背中を鍛える代表的なトレーニングの一つ「ベントオーバーロウ(ベントオーバーローイング)」。しかし、フォームや動作など、背中に効かせるのに難しく、正しくできているかどうかわからないという筋トレ初心者の人も多いのではないでしょうか。

今回は、ベントオーバーロウについてやり方や、効果的に効かせるポイントなどを解説していきます。

ベントオーバーロウの基本のやり方 -バーベル編-

まずは、オーソドックスなバーベルでのベントオーバーロウのやり方を説明していきます。

バーベルベントオーバーロウ

1.肩幅くらいに足を広げ軽く膝を曲げて立ちます。上体を前に倒し、胸をしっかり張ります。両手にバーベルを持ちましょう。

2.肩甲骨を寄せるように意識しながら、脇腹の方へ重りをひきつけるように肘を曲げていきます。この時、上体を動かさないように意識しましょう。

3.上げられるところまで上げたら、ゆっくりと肘を伸ばして元の姿勢に戻ります。

4.この動作を繰り返し行います。

動作中、背中が丸くならないように注意しましょう。背中が丸くなると腰への負担が大きくなり、腰痛を引き起こす可能性があります。

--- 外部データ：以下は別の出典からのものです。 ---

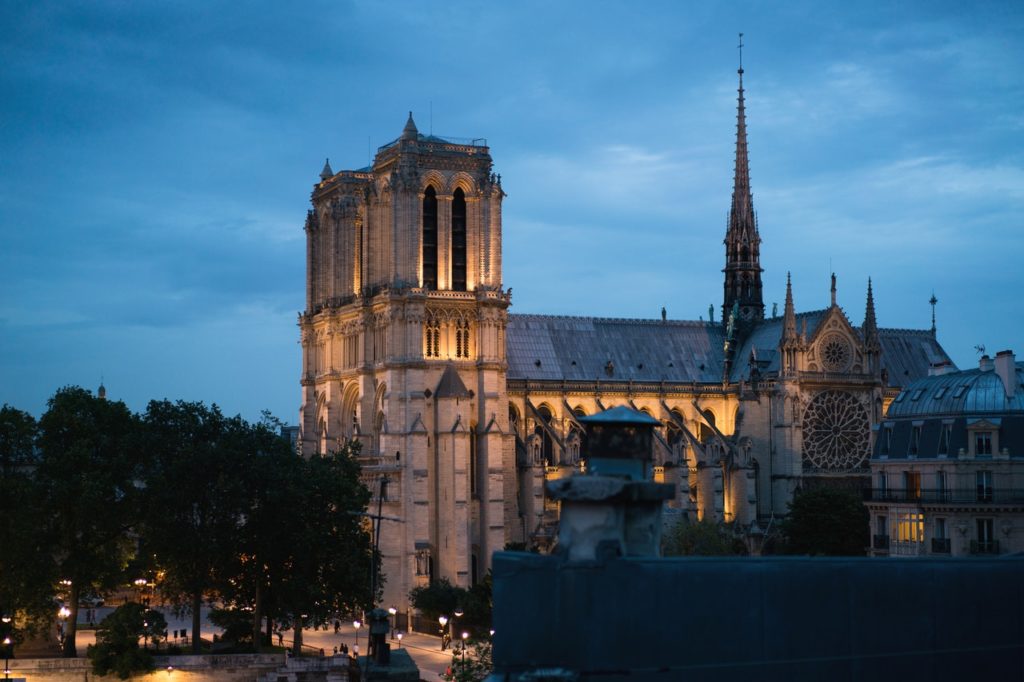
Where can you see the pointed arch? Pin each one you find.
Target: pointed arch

しっかり胸を張って、腰を曲げないようにしながら行いましょう。

ベントオーバーロウの基本のやり方 -ダンベル編-

ダンベルベントオーバーロウ

次に、ダンベルを使って行うベントオーバーロウを説明していきます。

1.肩幅くらいに足を広げ、軽く膝を曲げて立ちます。上体を前に倒し、胸をしっかり張ります。両手にダンベルを持ちましょう。

2.肩甲骨を寄せるように意識しながら、脇腹の方へダンベルをひきつけるように肘を曲げていきます。この時、上体を動かさないように意識しましょう。

3.上げられるところまで上げたら、ゆっくりと肘を伸ばして元の姿勢に戻ります。

4.この動作を繰り返し行います。

ベントオーバーロウはどこに効く?

まずは、ベントオーバーロウがどんな部分に効くのか、確認してみましょう。

ベントオーバーロウで鍛えられる筋肉

ベントオーバーロウで刺激される主な筋肉は以下の通りです。

  • 広背筋
  • 僧帽筋

その他にも補助的に以下などの筋肉が刺激されており、背中全体を鍛えるのに効果的なエクササイズといえます。

  • 脊柱起立筋
  • 上腕二頭筋

ベントオーバーローイング、ベントオーバーロー、ベントオーバーロウ……どれが一般的な呼び方なの?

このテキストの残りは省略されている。